I was visiting a friend at Winter Park, which is at 10,000 ft. elevation. We were Nordic skiing, and I remember saying that I really didn’t feel well during my time there. Fortunately, upon my return home, my friend was driving me back to the airport and I fainted in the car. The EMTs arrived very quickly and brought me to a small mountain clinic.  I remember that the Physicians were pretty freaked out when they saw that I had LQTS. They rushed me, by ambulance, to a Denver Trauma 1 hospital.

In the ER, I was feeling OK – they thought that my fainting spell may have just been due to the altitude. While waiting to see the specialist, I however tried to get up to use the bathroom, and when I sat up, I went into Sudden Cardiac Arrest (SCA). I was unconscious for 45 seconds and although I came to on my own, my experience was terrifying.  I was semi-conscious the entire time – I remember screaming through the SCA. It was as if I was drowning. When I opened my eyes, and was fully conscious, I remember seeing six health professionals looking down at me as though I had died. That image was stamped in my brain for years.  They transported my right up to the cardiac ICU, ran more tests and I had an ICD implanted the next day. They kept me there for four nights, and then I returned to Vermont.
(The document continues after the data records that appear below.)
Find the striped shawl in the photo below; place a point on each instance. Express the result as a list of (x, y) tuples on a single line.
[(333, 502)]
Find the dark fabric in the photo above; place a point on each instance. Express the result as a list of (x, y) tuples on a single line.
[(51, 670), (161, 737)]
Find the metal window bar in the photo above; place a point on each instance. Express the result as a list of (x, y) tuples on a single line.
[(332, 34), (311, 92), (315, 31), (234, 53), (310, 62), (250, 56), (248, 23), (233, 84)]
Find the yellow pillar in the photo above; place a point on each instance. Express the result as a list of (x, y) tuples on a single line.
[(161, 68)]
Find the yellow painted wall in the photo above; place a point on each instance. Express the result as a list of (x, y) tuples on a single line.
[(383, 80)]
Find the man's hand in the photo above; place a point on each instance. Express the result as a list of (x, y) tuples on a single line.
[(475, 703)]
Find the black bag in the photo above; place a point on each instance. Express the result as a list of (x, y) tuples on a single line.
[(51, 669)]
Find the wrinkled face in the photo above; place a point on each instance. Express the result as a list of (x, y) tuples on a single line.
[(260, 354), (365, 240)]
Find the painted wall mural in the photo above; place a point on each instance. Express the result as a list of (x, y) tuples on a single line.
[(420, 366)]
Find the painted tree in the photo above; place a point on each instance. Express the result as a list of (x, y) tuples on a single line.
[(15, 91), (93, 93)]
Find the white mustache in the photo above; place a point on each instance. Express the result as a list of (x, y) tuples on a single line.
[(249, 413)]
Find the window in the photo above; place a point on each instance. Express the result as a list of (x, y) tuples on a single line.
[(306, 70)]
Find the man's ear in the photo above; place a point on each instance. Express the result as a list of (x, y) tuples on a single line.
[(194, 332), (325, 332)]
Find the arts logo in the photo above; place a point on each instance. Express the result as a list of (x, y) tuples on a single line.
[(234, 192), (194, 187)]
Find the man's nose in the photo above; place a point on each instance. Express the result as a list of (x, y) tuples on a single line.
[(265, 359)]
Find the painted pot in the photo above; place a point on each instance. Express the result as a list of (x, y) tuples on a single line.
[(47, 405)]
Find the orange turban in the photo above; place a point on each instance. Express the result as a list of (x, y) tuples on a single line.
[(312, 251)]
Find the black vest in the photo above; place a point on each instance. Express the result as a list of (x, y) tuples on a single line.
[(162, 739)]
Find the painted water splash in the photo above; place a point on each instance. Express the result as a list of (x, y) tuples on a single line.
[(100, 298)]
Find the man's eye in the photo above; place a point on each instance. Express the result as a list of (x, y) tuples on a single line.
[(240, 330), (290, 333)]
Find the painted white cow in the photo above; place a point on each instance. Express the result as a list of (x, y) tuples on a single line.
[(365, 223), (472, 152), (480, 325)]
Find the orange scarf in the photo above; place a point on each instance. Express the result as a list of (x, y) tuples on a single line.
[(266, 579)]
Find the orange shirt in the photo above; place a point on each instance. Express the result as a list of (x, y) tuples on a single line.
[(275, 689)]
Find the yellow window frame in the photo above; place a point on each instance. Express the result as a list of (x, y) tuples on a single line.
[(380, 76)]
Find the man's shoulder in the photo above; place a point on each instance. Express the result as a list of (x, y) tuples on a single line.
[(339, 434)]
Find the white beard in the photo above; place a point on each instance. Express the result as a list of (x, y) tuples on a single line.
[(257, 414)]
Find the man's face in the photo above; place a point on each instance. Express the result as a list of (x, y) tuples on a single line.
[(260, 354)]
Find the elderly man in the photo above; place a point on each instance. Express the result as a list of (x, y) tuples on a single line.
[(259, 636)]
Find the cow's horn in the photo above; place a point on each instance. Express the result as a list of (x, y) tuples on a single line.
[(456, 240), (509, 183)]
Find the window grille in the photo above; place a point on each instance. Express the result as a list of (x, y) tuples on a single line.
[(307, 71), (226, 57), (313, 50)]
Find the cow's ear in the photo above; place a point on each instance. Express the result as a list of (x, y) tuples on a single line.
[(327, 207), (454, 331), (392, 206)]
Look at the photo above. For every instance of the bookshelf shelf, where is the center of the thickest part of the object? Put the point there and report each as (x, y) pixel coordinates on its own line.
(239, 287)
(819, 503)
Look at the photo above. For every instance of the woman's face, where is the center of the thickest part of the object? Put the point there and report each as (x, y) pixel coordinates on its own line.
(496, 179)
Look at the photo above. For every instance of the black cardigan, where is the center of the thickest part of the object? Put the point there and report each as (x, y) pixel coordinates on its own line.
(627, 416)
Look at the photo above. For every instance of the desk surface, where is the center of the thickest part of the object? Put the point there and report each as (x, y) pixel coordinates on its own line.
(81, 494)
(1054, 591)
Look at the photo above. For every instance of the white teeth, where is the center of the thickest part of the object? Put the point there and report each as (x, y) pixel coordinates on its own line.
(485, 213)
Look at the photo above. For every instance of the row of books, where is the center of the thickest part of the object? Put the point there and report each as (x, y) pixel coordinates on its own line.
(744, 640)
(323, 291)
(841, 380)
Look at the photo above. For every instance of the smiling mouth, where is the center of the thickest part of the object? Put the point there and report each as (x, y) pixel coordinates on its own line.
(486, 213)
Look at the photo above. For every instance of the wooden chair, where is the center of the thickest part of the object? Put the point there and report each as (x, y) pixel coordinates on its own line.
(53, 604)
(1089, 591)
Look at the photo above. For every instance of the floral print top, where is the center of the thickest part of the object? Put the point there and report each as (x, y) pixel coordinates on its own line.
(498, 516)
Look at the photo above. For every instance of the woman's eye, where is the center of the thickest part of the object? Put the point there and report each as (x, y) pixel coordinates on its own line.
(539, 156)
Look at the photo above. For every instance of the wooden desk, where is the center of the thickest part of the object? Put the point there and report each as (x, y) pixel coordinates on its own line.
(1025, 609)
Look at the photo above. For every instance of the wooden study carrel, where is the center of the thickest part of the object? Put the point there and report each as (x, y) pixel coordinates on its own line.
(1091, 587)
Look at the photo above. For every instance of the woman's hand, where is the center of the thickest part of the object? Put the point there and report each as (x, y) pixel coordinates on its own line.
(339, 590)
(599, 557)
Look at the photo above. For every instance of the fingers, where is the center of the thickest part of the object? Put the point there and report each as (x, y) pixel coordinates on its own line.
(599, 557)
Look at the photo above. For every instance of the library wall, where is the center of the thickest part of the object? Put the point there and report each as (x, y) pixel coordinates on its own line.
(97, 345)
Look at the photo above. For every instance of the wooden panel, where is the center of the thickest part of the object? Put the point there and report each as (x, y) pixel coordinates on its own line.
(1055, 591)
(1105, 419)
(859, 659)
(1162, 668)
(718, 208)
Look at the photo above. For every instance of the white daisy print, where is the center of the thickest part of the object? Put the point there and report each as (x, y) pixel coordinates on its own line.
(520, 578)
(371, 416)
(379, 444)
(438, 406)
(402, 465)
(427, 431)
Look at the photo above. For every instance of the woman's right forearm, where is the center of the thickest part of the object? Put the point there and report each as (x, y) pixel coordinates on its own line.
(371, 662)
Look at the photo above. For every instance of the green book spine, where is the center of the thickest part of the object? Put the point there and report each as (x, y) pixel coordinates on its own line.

I was put back on beta blockers for a few more years. The meds still made me miserable, tired and depressed. Keep in mind, this was 2/5/2020 and COVID was just about to virtually shut down the world.  It’s therefore difficult for me to determine the true cause of my PTSD.  I finally got genetic testing – my cardiologist wouldn’t order it at first, so I had to really advocate for myself. It turned out that I have Long QT Syndrome Type 5, a very rare subtype. I met with the Mayo Clinic a few times and had all my testing redone. The doctors all said that he was not sure what triggered the SCA – and that I should be careful with substances that can cause tachycardia, avoid large magnetic equipment and that it was probably best to avoid high altitudes, otherwise, I could return to my normal life and activities.  In addition, I read a study that determined that LQT5 patients did not benefit from beta blockers.  I shared this article with my Physicians in Vermont and at Mayo and I was given the ok to go off of the beta blockers.  I instantly started feeling happier and more energetic.  I felt back to myself.  My family noticed the improvement immediately.

A PTSD therapist also really helped me get through the trauma of my SCA, and the panic that came with remembering the event. It took two years to find a therapist worth seeing, but he was wonderful.   I can still see and feel the ICD in my upper chest, but it doesn’t hurt or prevent me from doing anything. I know it’s there, you can see the scar and it protrudes, but it’s comforting to know that it’s protecting me, in case of a future arrest. I’ll admit, I’m still a worrier, but now my worries are about relatively normal things for a 65-year-old, such as my health and the health and wellbeing of my husband, my children and grandchildren.

SADS has been a great help to me.  Sharing concerns and information in support groups has been especially valuable. In my small part of the country, there isn’t a great deal of knowledge or information about these conditions. I don’t think I would have ever met another person with LQTS if it weren’t for the SADS Foundation.